Had the conservative hypothesis been true, two DNA masses would have been visible, one heavy and the other light.
In the second generation half the DNA was intermediate and half was light, for the same reason.
The actual process is simple. To begin with one strand in the DNA duplex is nicked by the enzyme DNA topoisomerase, allowing part of the molecule to unravel to form a replication fork (the DNA is replicated a bit at a time and the whole molecule is never completely uncoiled).
Next, the enzyme DNA helicase splits the two strands by breaking the hydrogen bonds. This exposes the bases.
DNA polymerase enzyme then moves along the exposed bases sequences, creating a new complementary strand as it goes. DNA polymerase reads the exposed code from the 3' to the 5' end and therefore assembles the new strand from the 5' to the 3'.

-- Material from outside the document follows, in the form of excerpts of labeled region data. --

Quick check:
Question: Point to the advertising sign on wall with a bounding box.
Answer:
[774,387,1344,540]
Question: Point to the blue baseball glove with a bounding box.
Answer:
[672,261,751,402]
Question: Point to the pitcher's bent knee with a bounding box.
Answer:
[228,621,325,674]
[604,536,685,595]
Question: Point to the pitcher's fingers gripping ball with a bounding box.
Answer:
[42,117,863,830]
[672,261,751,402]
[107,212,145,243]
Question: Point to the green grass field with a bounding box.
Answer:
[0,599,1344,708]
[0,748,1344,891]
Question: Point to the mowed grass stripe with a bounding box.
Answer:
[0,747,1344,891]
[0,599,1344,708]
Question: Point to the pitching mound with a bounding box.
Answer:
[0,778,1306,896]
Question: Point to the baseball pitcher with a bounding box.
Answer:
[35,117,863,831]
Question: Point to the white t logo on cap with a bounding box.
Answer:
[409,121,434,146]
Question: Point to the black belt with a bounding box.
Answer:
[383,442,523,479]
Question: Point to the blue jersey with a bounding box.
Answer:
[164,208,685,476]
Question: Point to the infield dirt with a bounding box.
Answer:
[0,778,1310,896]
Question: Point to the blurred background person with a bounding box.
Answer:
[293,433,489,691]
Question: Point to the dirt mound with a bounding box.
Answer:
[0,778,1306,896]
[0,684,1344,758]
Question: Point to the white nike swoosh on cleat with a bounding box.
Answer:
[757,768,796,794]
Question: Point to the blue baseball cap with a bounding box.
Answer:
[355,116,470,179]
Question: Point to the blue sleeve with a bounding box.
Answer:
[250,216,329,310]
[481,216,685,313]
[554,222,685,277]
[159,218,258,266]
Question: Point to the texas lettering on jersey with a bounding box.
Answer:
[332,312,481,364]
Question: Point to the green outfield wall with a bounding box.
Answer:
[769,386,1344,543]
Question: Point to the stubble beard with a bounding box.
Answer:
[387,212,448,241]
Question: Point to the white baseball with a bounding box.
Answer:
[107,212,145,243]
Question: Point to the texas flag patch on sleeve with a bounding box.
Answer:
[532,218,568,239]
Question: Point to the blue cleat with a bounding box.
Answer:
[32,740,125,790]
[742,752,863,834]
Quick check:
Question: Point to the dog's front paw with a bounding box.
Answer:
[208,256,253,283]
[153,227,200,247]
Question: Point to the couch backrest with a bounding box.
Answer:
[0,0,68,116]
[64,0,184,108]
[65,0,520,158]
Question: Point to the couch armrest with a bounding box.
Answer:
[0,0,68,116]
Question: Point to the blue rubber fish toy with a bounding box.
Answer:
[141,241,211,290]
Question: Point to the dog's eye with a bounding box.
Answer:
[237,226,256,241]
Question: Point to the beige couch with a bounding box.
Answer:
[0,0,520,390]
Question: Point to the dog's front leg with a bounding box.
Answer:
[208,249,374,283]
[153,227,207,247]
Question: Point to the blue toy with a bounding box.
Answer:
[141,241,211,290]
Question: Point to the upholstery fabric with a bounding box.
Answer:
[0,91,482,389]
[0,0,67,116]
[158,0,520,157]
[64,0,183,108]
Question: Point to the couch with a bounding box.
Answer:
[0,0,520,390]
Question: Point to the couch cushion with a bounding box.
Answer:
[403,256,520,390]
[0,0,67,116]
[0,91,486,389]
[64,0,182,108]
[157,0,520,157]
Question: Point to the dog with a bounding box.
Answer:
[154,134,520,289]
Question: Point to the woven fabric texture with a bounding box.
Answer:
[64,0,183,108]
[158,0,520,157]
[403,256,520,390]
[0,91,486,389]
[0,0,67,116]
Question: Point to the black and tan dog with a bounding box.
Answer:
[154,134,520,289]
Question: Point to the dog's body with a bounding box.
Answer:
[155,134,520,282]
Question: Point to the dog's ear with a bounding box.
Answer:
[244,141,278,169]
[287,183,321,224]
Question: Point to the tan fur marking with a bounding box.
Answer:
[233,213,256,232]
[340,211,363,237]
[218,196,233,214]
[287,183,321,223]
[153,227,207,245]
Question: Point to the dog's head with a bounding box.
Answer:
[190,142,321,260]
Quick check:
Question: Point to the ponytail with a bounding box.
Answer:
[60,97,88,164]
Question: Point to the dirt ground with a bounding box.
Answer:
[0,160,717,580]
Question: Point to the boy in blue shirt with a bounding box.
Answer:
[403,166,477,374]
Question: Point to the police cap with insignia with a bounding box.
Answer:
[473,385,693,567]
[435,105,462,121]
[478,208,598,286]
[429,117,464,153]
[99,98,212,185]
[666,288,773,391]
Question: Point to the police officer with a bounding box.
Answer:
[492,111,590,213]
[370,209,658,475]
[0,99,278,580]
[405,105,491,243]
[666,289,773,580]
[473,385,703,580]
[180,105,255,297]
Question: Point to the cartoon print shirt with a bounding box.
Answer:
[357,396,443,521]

Several molecules of DNA polymerase act simultaneously, each assembling a separate section of the new strand of DNA. Each DNA polymerase is preceded by an RNA polymerase enzyme, which constructs an RNA primer to guide the action of the DNA polymerase.
These new DNA segments are then joined together by the enzyme DNA ligase. The two new daughter molecules then coil up again to reform the double helix structure. This process occurs during the S phase of the cell cycle.